What should that specificity be?

At this point, we may be at the point of realizing the limits of the civil rights paradigm. The continued pervasiveness of racism in the U.S. suggests that civil rights reforms may be insufficient in challenging entrenched patterns of racial inequality.

It’s not enough.

a protestor holds a sign with a drawing of Breonna Taylor

“The continued pervasiveness of racism in the U.S. suggests that civil rights reforms may be insufficient in challenging entrenched patterns of racial inequality,” said Omi. (Photo by Maria Oswalt via Unsplash)

So, we need to collectively ask ourselves: What would a movement that seriously considers structural racism do? And what are the kinds of institutions that need to be transformed to accomplish that? How could addressing these questions impact our economy? Our policy? Our healthcare system?
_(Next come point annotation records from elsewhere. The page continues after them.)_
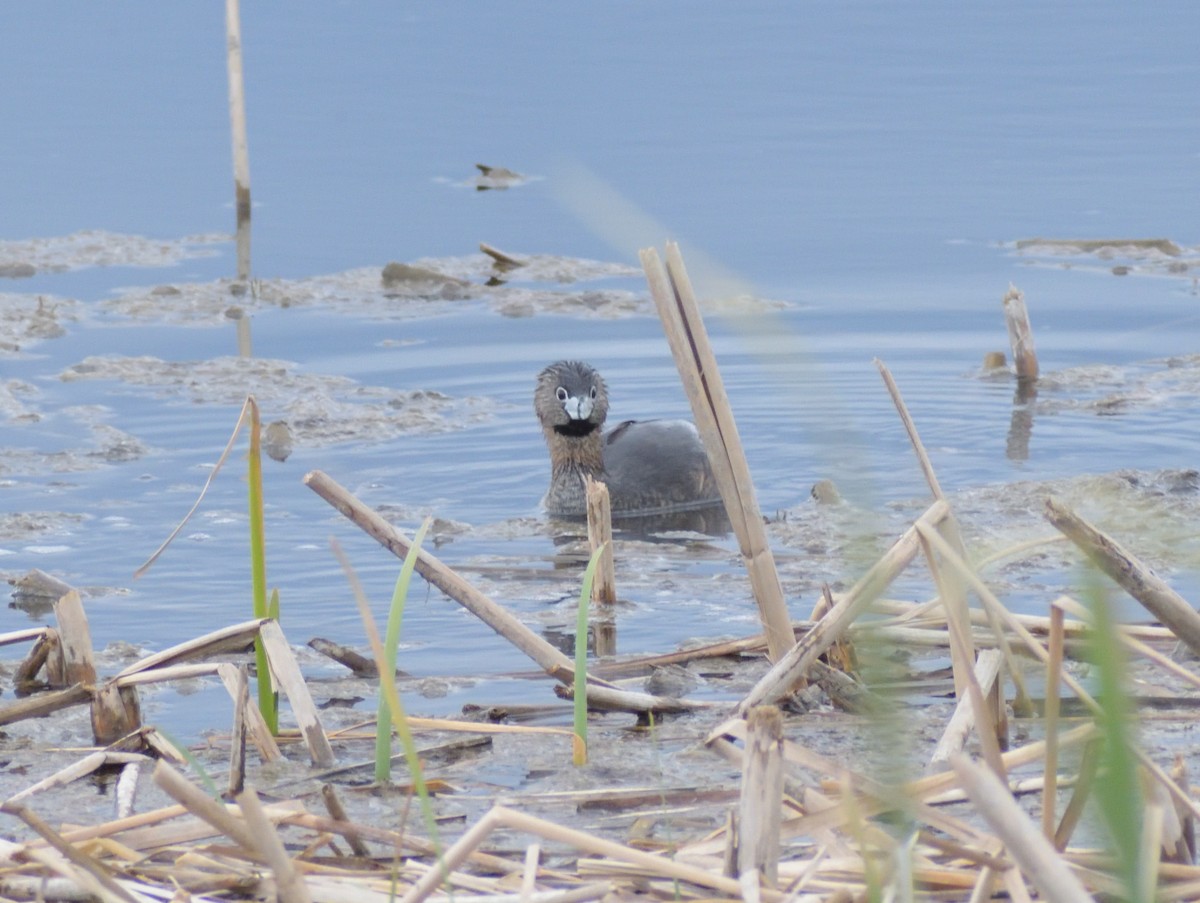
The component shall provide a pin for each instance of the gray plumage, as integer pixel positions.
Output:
(649, 466)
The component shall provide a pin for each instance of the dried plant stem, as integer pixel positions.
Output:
(1033, 853)
(779, 681)
(1020, 335)
(701, 377)
(238, 130)
(549, 658)
(762, 793)
(1054, 677)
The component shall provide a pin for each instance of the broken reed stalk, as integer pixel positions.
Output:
(604, 587)
(1167, 605)
(778, 682)
(549, 658)
(646, 862)
(238, 132)
(761, 801)
(684, 327)
(1020, 335)
(289, 885)
(268, 701)
(1038, 860)
(580, 755)
(949, 586)
(391, 694)
(1050, 716)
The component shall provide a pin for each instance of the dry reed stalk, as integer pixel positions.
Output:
(503, 259)
(33, 633)
(988, 719)
(287, 676)
(1020, 335)
(1050, 713)
(529, 873)
(82, 868)
(646, 862)
(779, 681)
(238, 131)
(89, 764)
(240, 693)
(45, 651)
(1033, 623)
(75, 639)
(762, 795)
(288, 884)
(334, 806)
(987, 676)
(203, 806)
(251, 716)
(1038, 860)
(235, 637)
(393, 839)
(1074, 812)
(701, 377)
(604, 585)
(549, 658)
(1129, 573)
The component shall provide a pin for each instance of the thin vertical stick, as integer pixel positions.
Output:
(1054, 675)
(762, 794)
(684, 328)
(289, 883)
(1020, 335)
(949, 587)
(240, 694)
(604, 588)
(238, 127)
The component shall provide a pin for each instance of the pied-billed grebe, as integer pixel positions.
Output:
(649, 466)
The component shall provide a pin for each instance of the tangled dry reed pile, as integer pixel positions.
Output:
(798, 826)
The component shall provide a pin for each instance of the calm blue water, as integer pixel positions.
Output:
(863, 163)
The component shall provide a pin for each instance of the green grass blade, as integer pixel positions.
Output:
(1119, 795)
(396, 707)
(267, 703)
(581, 659)
(201, 772)
(391, 641)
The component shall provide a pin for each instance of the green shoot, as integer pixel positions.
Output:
(201, 772)
(267, 699)
(1119, 796)
(581, 659)
(391, 641)
(395, 706)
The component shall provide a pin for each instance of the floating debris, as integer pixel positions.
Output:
(96, 247)
(27, 320)
(319, 410)
(496, 178)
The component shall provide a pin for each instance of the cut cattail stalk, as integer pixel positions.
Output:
(553, 662)
(238, 129)
(762, 794)
(1020, 335)
(1129, 573)
(701, 377)
(1054, 676)
(604, 585)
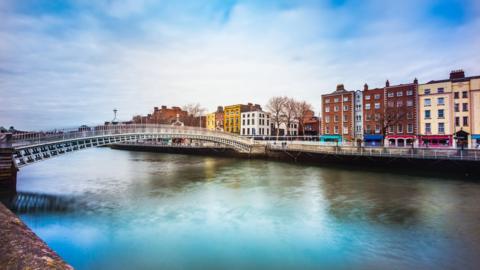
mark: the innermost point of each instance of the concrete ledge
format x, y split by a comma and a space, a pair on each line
20, 248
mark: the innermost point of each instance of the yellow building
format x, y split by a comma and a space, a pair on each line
211, 125
447, 107
232, 116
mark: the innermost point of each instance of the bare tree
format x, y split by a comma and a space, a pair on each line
275, 107
302, 109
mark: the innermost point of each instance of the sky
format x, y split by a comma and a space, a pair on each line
67, 63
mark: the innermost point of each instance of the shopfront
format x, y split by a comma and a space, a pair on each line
400, 141
476, 141
331, 138
436, 141
373, 140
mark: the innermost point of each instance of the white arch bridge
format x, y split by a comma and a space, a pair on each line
37, 146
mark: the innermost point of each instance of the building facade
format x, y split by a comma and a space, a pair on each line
338, 115
373, 116
232, 116
255, 123
401, 114
358, 120
215, 119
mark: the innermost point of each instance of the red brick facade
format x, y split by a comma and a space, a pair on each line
338, 113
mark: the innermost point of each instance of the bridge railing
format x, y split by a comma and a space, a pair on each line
40, 137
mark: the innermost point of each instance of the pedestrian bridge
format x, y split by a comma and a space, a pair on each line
37, 146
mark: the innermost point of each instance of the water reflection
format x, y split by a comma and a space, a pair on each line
185, 212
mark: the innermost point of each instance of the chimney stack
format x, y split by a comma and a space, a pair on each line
457, 74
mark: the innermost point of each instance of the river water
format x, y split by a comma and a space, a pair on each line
113, 209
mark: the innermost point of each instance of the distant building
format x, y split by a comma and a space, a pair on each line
449, 111
255, 123
215, 119
338, 115
232, 116
358, 120
401, 114
310, 125
373, 116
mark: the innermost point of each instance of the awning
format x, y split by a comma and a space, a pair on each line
373, 137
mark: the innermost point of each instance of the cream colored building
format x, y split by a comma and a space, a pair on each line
447, 107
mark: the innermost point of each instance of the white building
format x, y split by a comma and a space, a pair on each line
292, 129
255, 123
358, 114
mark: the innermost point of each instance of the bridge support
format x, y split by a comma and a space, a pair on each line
8, 169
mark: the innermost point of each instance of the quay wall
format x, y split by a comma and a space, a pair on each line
412, 165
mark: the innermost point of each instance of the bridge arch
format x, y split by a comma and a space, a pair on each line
37, 146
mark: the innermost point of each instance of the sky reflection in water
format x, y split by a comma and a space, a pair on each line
142, 210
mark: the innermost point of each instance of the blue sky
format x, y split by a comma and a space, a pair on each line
64, 63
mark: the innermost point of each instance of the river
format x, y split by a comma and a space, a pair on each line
113, 209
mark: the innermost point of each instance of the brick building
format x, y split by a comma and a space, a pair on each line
401, 114
373, 115
338, 115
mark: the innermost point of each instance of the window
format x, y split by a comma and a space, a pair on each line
441, 128
427, 114
441, 101
428, 128
400, 128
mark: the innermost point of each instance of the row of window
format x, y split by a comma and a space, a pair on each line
346, 98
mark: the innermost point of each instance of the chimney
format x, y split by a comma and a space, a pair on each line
457, 74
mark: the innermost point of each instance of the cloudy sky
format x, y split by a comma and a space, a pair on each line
64, 63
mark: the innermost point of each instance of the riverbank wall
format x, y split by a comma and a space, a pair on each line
20, 248
414, 164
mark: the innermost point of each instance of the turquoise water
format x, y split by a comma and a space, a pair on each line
133, 210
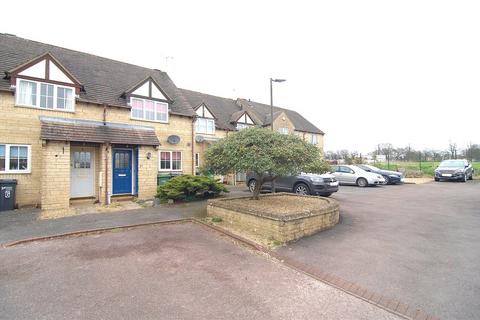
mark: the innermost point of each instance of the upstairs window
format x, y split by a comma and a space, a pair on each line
143, 109
44, 95
14, 158
244, 122
204, 125
205, 122
241, 126
197, 160
170, 161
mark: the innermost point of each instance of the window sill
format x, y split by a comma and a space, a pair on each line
207, 134
44, 109
156, 121
16, 172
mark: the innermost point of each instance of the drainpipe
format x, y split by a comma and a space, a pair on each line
193, 146
104, 114
107, 193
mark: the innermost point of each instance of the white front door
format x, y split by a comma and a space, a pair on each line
82, 172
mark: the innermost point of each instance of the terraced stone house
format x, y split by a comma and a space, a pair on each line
78, 126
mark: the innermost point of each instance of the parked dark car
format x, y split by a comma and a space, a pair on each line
391, 177
454, 170
305, 183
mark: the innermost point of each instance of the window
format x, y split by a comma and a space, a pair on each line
83, 159
2, 157
149, 110
197, 160
27, 93
204, 125
170, 161
44, 95
241, 126
14, 158
64, 98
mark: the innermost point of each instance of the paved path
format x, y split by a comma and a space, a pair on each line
419, 244
184, 271
23, 224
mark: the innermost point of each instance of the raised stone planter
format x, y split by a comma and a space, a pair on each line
281, 217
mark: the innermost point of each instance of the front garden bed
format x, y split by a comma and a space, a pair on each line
275, 218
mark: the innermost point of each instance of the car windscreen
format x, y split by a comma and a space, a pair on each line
452, 164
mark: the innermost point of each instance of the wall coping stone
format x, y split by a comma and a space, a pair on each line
332, 205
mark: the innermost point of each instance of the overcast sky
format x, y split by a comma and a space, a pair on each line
365, 72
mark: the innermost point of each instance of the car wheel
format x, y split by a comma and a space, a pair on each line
302, 189
362, 182
251, 185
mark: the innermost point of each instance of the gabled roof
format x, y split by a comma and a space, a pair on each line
221, 108
300, 123
104, 80
225, 110
49, 57
75, 130
153, 83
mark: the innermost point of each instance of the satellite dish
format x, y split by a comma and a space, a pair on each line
173, 139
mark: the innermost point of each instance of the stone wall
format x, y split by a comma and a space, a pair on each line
21, 125
282, 230
147, 172
55, 172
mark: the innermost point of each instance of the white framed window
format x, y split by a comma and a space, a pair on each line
241, 126
197, 160
15, 158
144, 109
170, 161
205, 125
44, 95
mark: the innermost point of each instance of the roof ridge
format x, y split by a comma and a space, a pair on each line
153, 70
207, 94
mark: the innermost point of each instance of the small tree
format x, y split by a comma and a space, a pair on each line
265, 153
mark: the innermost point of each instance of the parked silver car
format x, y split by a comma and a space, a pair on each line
353, 175
304, 183
454, 170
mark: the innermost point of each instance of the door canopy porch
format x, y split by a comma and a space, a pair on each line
75, 130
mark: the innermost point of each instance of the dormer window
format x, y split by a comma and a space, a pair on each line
244, 122
44, 95
148, 101
44, 83
144, 109
205, 122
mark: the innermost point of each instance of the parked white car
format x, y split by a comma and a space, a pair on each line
353, 175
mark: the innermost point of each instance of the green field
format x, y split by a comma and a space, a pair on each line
417, 169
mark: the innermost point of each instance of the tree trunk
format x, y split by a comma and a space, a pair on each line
258, 188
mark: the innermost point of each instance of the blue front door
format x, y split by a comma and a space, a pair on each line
122, 171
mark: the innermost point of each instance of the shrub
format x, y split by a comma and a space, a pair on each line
188, 187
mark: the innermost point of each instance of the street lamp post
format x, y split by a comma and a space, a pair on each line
271, 114
271, 99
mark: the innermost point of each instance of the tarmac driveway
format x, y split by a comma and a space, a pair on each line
177, 271
417, 243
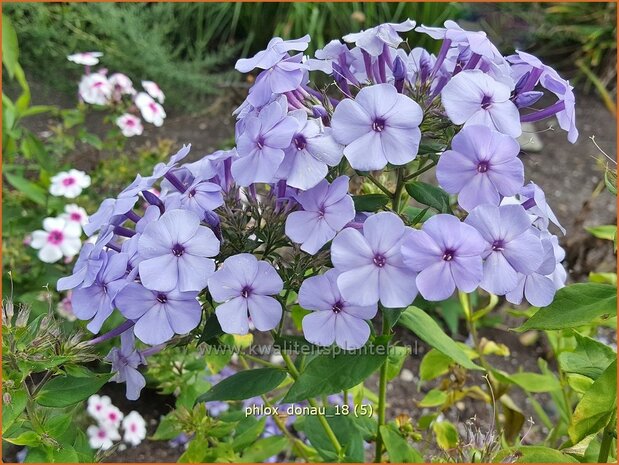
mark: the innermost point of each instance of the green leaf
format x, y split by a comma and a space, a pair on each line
607, 232
247, 437
446, 434
398, 448
589, 358
168, 428
531, 454
395, 360
596, 407
433, 365
36, 110
345, 430
264, 448
27, 438
10, 46
63, 391
575, 305
535, 382
33, 191
245, 384
331, 373
13, 409
422, 324
211, 330
434, 398
429, 195
32, 147
370, 202
514, 418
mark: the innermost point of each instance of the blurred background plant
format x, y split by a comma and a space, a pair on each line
567, 34
193, 61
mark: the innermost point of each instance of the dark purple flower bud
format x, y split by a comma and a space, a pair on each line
527, 99
318, 111
154, 200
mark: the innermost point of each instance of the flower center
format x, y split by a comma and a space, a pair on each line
379, 260
337, 307
483, 166
378, 125
246, 292
178, 250
498, 246
300, 142
486, 102
55, 237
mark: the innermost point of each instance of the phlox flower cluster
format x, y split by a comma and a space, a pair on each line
117, 92
110, 422
224, 235
60, 236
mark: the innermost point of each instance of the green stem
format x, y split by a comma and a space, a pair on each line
382, 401
323, 421
294, 441
468, 311
376, 182
420, 171
607, 440
397, 195
260, 361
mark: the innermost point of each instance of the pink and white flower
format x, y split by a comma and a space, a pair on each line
76, 214
102, 437
151, 111
97, 406
121, 85
130, 125
153, 90
134, 427
85, 58
59, 238
69, 184
111, 416
95, 88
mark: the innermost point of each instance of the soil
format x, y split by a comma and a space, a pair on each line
568, 173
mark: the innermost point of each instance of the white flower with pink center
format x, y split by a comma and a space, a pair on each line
151, 111
134, 427
76, 214
121, 85
95, 88
153, 90
97, 406
60, 238
130, 125
85, 58
69, 184
112, 417
102, 437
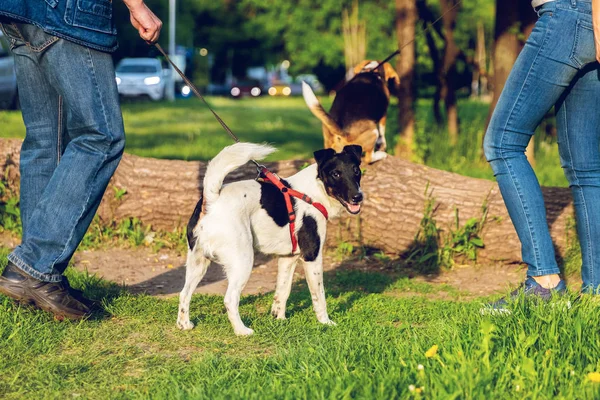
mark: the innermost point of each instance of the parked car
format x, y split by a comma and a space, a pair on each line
142, 77
8, 80
249, 87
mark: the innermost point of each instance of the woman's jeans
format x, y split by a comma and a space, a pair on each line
557, 68
74, 141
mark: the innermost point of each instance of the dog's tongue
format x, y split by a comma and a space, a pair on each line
354, 207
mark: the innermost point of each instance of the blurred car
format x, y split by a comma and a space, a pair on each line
8, 80
279, 88
142, 77
312, 81
249, 87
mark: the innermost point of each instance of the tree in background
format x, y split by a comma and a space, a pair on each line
355, 39
449, 76
406, 18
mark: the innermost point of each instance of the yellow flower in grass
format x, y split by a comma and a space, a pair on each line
432, 351
594, 377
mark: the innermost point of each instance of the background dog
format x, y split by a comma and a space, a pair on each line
231, 221
358, 112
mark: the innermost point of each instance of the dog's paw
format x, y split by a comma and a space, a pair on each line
328, 322
278, 313
185, 325
245, 331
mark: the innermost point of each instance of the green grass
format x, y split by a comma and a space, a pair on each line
187, 130
385, 327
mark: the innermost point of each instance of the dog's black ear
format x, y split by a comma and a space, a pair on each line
355, 150
323, 155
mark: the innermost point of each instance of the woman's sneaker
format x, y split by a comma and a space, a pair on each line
530, 289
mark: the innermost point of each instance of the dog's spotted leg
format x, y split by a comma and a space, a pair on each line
195, 269
314, 277
378, 156
285, 277
237, 275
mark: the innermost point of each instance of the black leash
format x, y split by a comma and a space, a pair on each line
224, 125
395, 53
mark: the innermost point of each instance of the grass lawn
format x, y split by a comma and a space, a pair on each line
382, 347
187, 130
395, 338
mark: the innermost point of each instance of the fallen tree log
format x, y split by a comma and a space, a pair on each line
163, 193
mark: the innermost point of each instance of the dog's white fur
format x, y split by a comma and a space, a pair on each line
235, 225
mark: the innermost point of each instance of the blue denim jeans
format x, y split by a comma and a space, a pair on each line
557, 67
74, 141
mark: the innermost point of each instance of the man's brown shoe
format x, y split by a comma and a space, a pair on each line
53, 297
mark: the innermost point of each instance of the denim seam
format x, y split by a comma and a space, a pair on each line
32, 272
573, 57
543, 272
512, 175
583, 203
89, 192
37, 49
59, 133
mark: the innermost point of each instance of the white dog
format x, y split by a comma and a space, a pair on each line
230, 222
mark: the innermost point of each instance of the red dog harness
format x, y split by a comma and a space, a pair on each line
287, 192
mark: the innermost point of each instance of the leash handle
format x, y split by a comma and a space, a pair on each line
197, 93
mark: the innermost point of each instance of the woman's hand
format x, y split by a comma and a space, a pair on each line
144, 20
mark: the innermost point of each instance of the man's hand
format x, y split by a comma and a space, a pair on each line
596, 23
144, 20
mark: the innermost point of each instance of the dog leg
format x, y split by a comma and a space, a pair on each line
314, 277
285, 277
381, 144
238, 275
195, 269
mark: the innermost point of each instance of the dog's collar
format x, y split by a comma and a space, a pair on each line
288, 192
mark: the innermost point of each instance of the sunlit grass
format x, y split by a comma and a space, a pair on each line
187, 130
383, 347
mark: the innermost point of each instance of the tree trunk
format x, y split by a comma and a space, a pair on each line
427, 17
514, 18
163, 193
406, 18
449, 73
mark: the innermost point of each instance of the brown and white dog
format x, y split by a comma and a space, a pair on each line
358, 112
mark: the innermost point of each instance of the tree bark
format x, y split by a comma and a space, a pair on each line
406, 18
449, 74
514, 19
427, 17
163, 193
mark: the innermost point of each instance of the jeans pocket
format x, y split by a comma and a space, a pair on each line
95, 15
29, 35
584, 49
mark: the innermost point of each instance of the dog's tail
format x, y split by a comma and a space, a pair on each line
317, 109
230, 158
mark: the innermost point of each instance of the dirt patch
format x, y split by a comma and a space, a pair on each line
163, 274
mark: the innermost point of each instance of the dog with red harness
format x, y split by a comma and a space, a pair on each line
358, 113
284, 217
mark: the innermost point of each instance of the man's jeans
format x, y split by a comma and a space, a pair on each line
73, 144
557, 68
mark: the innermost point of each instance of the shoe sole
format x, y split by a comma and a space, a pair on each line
33, 300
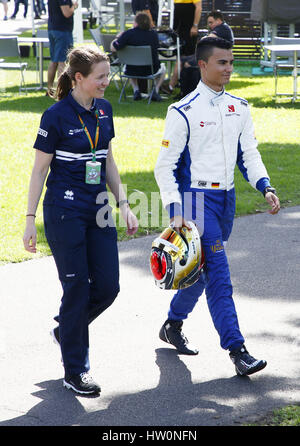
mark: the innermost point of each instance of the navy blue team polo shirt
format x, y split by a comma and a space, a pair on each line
140, 37
62, 135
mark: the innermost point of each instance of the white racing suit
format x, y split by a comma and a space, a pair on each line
206, 135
And so forth.

All of that needs to be thought through in order to effectively challenge systemic and structural forms of racism.

As you say farewell to Berkeley, how do you think the campus has helped you grow throughout the years?

Berkeley is an amazing place and it has helped me grow and mature as a teacher and as a person.

Michael Omi teaching

Omi said he hopes he’s helped students “see society through a different lens.” (Photo courtesy of UC Berkeley’s Department of Ethnic Studies)

I’ve had the opportunity and enormous satisfaction of working with students. As an educator, watching them rethink what their place is in the world, and ask important questions that help them see society through a different lens, has truly been a pleasure.

I’ve also learned so much from the work of scholars in different departments, schools and institutes across this campus. To come in contact and be engaged in conversations with them throughout the years: That’s been a real joy and a continual learning experience.

Oftentimes I’ve learned a lot from people I disagree with. And it’s allowed me to appreciate opinions that differ from mine. It’s important to be able to reach across the divide and think deeply about the positions of others.

And whether you agree or not, those conversations, and asking those questions, will help you to grow in more ways than one.